Allí se levanta "El Carmen SA", una empresa familiar que comenzó con el cultivo de naranjas. La expansión de la firma fue inevitables y hoy exporta frutos a Europa y sus jugos son saboreados en todo el país. Padilla vuelca en su empresa la experiencia adquirida como dirigente y como agricultor. Fue miembro del INTA, de la Estación Experimental Agrícola Obispo Colombres y de la Junta de Regantes de Lules. Hoy, junto con sus hijos, conduce "El Carmen" y hace seis años produce y comercializa los jugos Citric y Canamico. LA GACETA Rural lo visitó para conocer mayores detalles de su trabajo.

-¿Cómo hizo El Carmen para mantenerse tanto años?
-Como todos, padecimos las diferentes crisis por la que atravesó la actividad. Traté en todo momento de adaptar la empresa a los circunstancias y soportar los embates de la economía. Aprovechamos las épocas de bonanza para hacer inversiones e innovaciones. También buscamos financiar emprendimientos con capitales propios para evitar endeudamientos bancarios. Creo que es muy importante dar sólo los pasos que uno puede dar y no aquellos que luego perjudicarán el funcionamiento empresarial. Pero siempre adaptándose a los cambios que van ocurriendo.

-¿Producir naranjas para el mercado de fresco fue una apuesta muy fuerte?
-Ese mercado era, hace 20 años, muy fuerte y se vendía todo lo producido. Hoy, la situación cambió: hay mucha competencia del Norte y del Litoral, desde junio en adelante, con precios muy malos. Entonces, todos apuntamos al mercado internacional que tiene fuertes exigencias de calidad y altos costos de producción y de comercialización. Se suman otras exigencias: el control sobre las enfermedades cuarentenarias, para ingresar a esos mercados. Hoy tenemos todas las normas de calidad internacionales aprobadas en empaque, campo y cosecha (EUREGAP) y en la fábrica de jugos (HACCP).
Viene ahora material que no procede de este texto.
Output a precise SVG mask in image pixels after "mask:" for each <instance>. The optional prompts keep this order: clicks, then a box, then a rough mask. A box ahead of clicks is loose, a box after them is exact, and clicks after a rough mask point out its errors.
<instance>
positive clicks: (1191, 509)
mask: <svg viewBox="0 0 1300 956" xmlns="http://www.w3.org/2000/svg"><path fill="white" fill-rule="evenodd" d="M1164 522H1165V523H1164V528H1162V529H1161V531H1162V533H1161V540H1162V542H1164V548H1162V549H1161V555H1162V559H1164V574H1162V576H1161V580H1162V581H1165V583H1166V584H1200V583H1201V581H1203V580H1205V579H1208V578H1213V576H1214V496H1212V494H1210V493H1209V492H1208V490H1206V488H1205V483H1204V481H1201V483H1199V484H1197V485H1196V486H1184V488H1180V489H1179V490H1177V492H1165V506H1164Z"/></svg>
-¿Cómo nació la idea de producir jugos?
-Por el excedente de fruta. Antes, no nos quedaba más remedio que tirar el sobrante o entregarlo a la industria a un precio muy bajo. Entonces, los jugos surgieron como una necesidad de incorporar valor agregado a la fruta que producimos. En el mercado había otros jugos como, Pindapoy, Tropicana, Dole, etc. Lo mismo pusimos en marcha la iniciativa y salimos con nuestro jugo recién exprimido y tuvimos éxito. Hoy, Citric tiene presencia en la mayoría de las provincias y estamos evaluando la venta a países vecinos, ya que la vida útil del producto es relativamente corta.

-¿Cómo producen jugo todo el año con una fruta estacional?
-Este fue un gran dilema a la hora de tomar la decisión de hacer la fábrica de jugos de fruta y no de concentrados. Realizamos un gran esfuerzo en el campo y en la fábrica. Construimos cámaras de frío para almacenar fruta, pero se comprobó que la mejor forma de conservar fresca a la fruta es en el árbol. Para ello se hicieron grandes inversiones en variedades extra tempranas a muy tardías, además de colocar todo el paquete tecnológico necesario para adelantar la maduración 20 o 30 días en variedades como Westin, Hamlin y Marsh Early. En variedades tardías como la Valencia se realizaron tratamientos para fijar el pedúnculo y tenerla más tiempo en la planta (desde diciembre hasta marzo) y con tratamientos estrictos para controlar la mosca de la fruta. Hacemos que el jugo de naranja se mantenga dentro de su cáscara de marzo a marzo, incluso en meses críticos como febrero y marzo. Las variedades tardías, como la Valencia, son fundamentales.
Finalmente, Padilla opinó sobre el futuro de la actividad: "las últimas crisis nos hicieron agudizar el ingenio para salir adelante, por eso tengo fe en que la actividad citrícola mejorará".
Adelantó que la próximo objetivo es instalar una planta de jugos en la localidad de Chajarí, en Entre Ríos, zona que es el núcleo de la producción de cítricos dulces en el país.